Managerial Accounting: P20-31B Cool Boards manufactures snowboards

Managerial Accounting
P20-31B Making outsourcing decisions
Cool Boards manufactures snowboards. Its cost of making 2,100 bindings is as follows:
Direct materials 17,580
Direct labor 2,600
Variable overhead 2,100
Fixed overhead 6,500
Total manufacturing costs for 2,100 bindings 28,780
Suppose Lewis will sell bindings to Cool Boards for $15 each. Cool Boards would pay $1 per unit to transport the bindings to its manufacturing plant, where it would add its own logo at a cost of $0.40 per binding.

1. Cool Boards’ accountants predict that purchasing the bindings from Lewis will enable the company to avoid $2,600 of fixed overhead. Prepare an analysis to show whether Cool Boards should make or buy the bindings.

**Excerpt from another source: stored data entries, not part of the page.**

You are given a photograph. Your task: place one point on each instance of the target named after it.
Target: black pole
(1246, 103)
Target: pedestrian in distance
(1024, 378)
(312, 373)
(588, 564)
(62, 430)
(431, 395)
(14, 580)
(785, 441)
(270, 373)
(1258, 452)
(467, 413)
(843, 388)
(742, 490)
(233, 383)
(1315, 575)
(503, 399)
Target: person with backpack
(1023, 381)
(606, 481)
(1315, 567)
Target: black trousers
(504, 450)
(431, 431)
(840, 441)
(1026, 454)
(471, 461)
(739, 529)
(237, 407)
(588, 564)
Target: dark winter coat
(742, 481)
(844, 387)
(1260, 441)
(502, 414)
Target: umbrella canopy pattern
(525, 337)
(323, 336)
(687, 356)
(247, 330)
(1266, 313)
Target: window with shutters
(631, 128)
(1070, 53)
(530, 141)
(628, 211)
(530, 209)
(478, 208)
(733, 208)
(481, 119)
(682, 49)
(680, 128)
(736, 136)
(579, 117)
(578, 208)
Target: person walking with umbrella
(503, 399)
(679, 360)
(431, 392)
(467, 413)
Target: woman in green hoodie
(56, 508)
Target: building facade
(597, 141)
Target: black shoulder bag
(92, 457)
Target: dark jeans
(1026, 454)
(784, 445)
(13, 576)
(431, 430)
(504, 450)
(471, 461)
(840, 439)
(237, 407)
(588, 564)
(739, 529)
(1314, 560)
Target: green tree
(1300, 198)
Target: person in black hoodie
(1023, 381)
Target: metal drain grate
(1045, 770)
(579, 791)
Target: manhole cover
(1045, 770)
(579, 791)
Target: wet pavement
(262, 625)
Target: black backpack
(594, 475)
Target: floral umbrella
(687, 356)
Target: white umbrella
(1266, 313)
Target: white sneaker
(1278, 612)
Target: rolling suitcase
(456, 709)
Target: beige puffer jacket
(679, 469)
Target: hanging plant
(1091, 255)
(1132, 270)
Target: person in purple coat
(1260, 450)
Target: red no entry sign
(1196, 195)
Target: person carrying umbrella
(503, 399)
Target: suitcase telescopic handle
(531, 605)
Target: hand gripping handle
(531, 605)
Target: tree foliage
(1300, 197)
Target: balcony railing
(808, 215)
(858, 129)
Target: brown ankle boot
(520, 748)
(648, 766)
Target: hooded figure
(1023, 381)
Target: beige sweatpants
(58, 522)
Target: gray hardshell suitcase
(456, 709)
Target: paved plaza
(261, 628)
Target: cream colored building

2. The facilities freed by purchasing bindings from Lewis can be used to manufacture another product that will contribute $3,500 to profit. Total fixed costs will be the same as if Cool Boards had produced the bindings. Show which alternative makes the best use of Cool Boards’ facilities: (a) make bindings, (b) buy bindings and leave facilities idle, or (c) buy bindings and make another product.